Depuis sa promulgation, elle impose un diagnostic termites à tous les propriétaires et locataires d’un bien immobilier bâti – maison, appartement ou immeuble - ou non bâti (terrain). Lors de l’examen, un expert détermine, si oui ou non, le logement est susceptible d’être infecté, répertorie les zones exactes et le type de parasite incriminé. Dans le cadre d’un immeuble ou d’une copropriété, la loi ne s’applique qu’aux parties communes.

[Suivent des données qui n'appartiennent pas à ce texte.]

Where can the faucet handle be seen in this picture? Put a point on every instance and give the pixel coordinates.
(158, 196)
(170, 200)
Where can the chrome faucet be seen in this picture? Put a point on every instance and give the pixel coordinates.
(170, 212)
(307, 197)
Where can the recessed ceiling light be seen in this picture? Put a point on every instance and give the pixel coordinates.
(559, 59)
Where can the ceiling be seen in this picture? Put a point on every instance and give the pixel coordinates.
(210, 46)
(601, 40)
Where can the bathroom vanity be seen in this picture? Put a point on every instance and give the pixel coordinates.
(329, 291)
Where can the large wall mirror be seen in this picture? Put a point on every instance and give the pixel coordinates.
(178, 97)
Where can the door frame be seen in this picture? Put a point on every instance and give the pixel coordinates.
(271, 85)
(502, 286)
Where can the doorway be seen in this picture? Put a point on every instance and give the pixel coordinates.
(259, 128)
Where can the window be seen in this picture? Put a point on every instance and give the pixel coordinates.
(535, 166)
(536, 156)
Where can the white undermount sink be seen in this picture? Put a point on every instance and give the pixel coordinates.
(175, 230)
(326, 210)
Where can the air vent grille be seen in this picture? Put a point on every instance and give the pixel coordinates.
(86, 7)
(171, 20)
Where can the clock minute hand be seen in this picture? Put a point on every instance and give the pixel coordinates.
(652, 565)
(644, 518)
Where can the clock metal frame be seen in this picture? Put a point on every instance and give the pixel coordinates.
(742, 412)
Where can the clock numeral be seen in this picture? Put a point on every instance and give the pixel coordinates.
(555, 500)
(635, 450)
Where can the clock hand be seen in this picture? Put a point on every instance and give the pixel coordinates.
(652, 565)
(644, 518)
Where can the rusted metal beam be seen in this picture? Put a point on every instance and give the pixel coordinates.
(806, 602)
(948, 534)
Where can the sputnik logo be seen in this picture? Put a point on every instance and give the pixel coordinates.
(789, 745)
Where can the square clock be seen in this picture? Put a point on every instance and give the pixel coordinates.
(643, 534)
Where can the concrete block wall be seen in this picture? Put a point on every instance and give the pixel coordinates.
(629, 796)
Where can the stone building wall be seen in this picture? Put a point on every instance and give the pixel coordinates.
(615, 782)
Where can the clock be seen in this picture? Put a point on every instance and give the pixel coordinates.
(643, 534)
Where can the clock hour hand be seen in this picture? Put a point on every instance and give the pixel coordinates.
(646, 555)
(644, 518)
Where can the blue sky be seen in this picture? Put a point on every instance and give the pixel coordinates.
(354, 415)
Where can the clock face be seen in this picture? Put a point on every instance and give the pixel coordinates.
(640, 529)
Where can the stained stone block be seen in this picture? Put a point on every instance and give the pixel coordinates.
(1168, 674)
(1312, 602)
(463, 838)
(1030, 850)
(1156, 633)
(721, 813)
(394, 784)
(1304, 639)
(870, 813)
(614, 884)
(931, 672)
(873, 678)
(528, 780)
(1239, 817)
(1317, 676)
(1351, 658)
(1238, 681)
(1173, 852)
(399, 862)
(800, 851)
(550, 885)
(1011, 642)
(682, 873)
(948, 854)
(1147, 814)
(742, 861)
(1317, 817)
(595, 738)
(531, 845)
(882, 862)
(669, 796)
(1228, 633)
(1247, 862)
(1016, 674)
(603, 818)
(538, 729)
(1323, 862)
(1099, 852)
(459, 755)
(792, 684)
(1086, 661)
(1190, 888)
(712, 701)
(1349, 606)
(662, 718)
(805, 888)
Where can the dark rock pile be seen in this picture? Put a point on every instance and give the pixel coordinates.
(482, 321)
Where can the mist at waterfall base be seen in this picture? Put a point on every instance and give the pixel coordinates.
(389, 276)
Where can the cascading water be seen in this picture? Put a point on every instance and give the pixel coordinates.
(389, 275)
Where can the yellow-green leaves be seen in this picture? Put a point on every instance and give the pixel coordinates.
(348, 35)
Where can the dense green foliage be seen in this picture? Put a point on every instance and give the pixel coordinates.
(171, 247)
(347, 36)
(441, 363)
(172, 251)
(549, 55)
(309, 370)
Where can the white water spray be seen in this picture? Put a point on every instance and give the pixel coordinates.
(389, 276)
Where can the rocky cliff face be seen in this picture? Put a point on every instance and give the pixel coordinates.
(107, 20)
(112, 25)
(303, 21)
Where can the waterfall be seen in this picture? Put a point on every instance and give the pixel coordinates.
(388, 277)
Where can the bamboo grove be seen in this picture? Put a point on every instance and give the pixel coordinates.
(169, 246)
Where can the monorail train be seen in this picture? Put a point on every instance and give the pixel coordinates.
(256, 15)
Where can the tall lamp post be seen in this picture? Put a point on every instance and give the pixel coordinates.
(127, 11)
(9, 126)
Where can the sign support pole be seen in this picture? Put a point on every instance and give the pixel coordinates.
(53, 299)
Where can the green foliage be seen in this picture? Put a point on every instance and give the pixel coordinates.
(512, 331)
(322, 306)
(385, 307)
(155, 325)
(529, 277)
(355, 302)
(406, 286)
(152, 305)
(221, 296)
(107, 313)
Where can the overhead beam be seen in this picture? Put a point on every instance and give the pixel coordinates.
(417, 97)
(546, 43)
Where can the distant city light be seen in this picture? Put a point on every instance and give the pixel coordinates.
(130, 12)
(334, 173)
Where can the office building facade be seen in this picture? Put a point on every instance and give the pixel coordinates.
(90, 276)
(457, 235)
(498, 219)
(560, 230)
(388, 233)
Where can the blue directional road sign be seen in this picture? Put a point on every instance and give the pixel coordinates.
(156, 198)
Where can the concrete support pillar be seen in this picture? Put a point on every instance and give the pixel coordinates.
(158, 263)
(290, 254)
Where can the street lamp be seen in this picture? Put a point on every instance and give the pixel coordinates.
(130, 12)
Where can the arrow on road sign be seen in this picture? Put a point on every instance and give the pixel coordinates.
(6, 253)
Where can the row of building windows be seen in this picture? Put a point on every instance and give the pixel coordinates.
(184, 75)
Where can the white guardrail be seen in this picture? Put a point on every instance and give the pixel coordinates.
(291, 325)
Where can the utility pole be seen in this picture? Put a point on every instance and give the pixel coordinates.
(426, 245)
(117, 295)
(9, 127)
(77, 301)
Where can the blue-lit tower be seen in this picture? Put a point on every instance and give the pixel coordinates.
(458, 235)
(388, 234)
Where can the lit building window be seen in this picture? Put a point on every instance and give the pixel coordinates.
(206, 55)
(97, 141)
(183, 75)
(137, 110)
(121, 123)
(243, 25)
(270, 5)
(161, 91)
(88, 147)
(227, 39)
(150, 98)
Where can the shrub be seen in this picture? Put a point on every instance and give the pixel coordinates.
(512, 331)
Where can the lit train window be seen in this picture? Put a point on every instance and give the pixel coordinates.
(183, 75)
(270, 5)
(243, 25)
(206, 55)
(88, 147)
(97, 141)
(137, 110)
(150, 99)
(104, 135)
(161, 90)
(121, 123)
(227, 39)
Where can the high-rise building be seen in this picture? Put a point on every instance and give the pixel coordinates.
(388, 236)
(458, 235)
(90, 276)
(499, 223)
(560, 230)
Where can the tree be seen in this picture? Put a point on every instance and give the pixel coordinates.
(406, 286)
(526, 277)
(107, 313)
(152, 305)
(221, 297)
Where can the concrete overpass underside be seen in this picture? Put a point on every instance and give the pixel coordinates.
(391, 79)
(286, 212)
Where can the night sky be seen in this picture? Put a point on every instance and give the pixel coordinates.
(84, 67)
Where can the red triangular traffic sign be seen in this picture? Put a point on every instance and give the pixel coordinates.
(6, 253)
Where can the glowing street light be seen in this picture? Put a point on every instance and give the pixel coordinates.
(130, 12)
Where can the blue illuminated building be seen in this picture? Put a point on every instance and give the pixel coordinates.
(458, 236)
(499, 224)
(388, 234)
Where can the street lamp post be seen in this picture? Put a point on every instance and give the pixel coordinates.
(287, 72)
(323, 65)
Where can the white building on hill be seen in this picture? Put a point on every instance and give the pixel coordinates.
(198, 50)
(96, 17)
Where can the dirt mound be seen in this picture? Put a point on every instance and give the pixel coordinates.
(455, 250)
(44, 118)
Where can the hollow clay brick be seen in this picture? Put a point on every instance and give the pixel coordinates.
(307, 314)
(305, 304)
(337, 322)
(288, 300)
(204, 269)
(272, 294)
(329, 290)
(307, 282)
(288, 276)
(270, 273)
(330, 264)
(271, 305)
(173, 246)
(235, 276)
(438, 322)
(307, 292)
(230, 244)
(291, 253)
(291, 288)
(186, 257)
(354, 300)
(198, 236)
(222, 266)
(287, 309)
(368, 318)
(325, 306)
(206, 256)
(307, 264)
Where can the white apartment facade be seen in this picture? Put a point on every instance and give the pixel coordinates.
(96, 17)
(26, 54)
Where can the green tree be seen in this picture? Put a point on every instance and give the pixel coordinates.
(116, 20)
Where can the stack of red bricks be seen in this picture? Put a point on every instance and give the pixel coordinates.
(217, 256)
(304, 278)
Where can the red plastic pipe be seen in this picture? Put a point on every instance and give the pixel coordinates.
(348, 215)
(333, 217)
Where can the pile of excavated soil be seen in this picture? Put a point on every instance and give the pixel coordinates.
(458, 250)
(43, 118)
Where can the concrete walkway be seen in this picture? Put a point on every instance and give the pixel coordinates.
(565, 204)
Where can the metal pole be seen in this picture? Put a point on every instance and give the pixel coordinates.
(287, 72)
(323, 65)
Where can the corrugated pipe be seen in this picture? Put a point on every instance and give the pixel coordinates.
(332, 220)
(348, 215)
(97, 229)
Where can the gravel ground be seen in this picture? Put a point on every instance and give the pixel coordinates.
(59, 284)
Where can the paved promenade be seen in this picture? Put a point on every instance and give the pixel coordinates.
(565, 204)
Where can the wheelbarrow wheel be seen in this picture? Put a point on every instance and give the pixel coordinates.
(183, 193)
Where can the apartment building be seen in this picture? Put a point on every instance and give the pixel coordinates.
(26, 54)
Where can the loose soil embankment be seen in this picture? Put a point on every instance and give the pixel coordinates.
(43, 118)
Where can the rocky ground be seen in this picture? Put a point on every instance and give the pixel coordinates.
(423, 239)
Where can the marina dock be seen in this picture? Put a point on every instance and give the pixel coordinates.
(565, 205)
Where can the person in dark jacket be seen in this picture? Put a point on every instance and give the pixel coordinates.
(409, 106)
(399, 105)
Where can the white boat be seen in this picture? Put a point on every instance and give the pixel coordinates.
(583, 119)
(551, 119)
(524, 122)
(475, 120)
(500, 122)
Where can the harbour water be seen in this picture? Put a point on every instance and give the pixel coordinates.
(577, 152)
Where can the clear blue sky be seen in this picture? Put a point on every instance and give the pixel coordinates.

Suite à ce diagnostic, le professionnel avertit le propriétaire des traitements et travaux possibles dans le cas d’un état parasitaire avéré. Ensuite, ce dernier doit déclarer, en mairie, le résultat de cette expertise. Les municipalités peuvent ensuite, soit procéder aux travaux de désinfection, soit payer les frais occasionnés aux propriétaires. Dans tous les cas, le maire doit dresser un état des lieux régulier des places contaminées dans sa commune ; une démarche, ensuite reprise à l’échelle départementale, pour déterminer, précisément, les zones du territoire infectées par des parasites.

Obligatoire dans les zones définies par arrêté préfectoral, le diagnostic est systématiquement fourni à tout acquéreur d’un bien situé dans cette zone, et doit dater de moins de 6 mois pour être valide. Ce document est ensuite joint à l’acte de vente ; sans quoi, le vendeur sera responsable au titre de vices cachés et susceptible de devoir payer une amende.

Depuis la loi de 1999, deux autres textes de loi ont émergé : le décret n°2000-613 du 3 juillet 2000 qui définissait les dispositions à prendre pour lutter contre ces parasites, abrogé par le décretn°2006-1114 du 5 septembre 2006i  ; et l’arrêté ministériel du 10 août 2000, qui fixe le modèle de l’état parasitaire.

Lorsqu’un logement est infesté, il existe deux méthodes d’élimination des parasites : le traitement curatif (chimique) des sols, des murs et des bois ou le recours à des appâts, pour faire sortir les termites et les éliminer.